That was gross…Now, let’s get to the undefeated teams that reside in the division.
Second place is the Bills this week. Sorry Bills fans; but allowing the Bengals to hang around to tie the game in the fourth quarter is just not impressive. I get that this was a picture-perfect trap game for the Bills, with the defending Super Bowl champions looming on the horizon, but still, it’s the Bengals man. Josh Allen is the epitome of a mediocre QB, but he does just enough to win games and the Bills’ defense is pretty darn good. The news out of this game was really the Bills’ newest treasure, Dawson “Creek” Knox. He absolutely dominated this game in Gronkowski fashion, running over dudes on his way to immortality. There is a 100% chance that there will be at least four Zubaz clad mafia morons that light their brand-new Knox jersey on fire while trying to take a flaming shot out of some poor underage girl’s butt crack. And it’s gonna be amazing.
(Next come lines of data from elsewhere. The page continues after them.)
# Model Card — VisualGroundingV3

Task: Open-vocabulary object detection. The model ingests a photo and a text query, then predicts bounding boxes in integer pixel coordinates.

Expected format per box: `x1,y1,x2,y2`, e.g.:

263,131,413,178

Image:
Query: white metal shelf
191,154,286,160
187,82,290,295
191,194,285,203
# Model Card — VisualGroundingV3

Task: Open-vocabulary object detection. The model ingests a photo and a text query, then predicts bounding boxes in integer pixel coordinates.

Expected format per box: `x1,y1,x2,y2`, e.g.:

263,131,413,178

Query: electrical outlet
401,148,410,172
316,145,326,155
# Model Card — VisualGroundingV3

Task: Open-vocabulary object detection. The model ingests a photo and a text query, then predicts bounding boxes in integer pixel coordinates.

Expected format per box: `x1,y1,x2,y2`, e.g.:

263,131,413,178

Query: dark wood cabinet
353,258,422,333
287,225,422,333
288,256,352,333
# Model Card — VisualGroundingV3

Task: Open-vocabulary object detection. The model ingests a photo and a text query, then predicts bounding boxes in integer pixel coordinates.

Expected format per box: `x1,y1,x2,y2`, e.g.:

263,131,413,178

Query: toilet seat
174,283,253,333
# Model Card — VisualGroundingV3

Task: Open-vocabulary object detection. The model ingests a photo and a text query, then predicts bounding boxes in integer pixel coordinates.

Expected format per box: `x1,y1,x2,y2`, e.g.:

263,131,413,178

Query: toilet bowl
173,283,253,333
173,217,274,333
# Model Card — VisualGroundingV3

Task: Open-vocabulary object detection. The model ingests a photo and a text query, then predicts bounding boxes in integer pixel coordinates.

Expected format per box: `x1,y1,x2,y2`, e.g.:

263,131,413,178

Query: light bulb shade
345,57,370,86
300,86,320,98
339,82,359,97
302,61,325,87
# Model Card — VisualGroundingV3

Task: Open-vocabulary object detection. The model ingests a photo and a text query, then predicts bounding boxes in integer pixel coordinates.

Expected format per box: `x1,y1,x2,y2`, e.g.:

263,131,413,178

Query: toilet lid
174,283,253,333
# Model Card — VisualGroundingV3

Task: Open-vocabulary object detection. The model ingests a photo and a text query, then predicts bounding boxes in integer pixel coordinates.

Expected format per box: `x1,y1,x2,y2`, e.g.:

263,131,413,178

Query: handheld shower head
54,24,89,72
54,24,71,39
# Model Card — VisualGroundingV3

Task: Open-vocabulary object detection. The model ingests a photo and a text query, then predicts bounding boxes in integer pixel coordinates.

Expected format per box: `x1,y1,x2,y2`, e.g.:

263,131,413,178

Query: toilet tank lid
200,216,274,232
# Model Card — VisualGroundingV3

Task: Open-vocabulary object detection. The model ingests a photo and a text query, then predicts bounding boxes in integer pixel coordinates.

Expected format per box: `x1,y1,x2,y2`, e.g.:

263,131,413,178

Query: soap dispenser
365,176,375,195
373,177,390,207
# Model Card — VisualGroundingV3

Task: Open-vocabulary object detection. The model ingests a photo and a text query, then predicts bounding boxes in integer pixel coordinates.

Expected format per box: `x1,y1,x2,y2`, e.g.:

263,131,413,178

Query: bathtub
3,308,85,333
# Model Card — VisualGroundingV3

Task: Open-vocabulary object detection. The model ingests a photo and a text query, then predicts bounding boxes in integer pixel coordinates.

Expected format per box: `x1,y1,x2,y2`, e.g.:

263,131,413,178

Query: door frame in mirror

First place the Pats. They only beat the Jets, so we’re not doing any cartwheels here. But the defense has still not allowed a touchdown this season and as I mentioned before, they did not allow one third down conversion all day. But let’s talk about the fact that the Pats’ defense has allowed an average of 15 yards per drive this season. Yes, you read that correctly. Now for the elephant in the room…Finally the locker room hurricane that is Antonio Brown cut. It only took him threatening some girl who told a story about him. What a piece of shit. Oh, but Bill Belichick is still refusing to answer questions about why he decided to employ such a stinky pile of human garbage. Hey, maybe he’ll run off the podium when people ask him about it. The stinking coward. You know what, I was looking for a reason to be pissed at Bill this season, and now he’s provided it. Fuck you Bill, I know you think you don’t owe anyone anything. But you’re wrong. You owe the fans an explanation, because without us, you are just a grumpy dude who probably would have killed himself 40 years ago.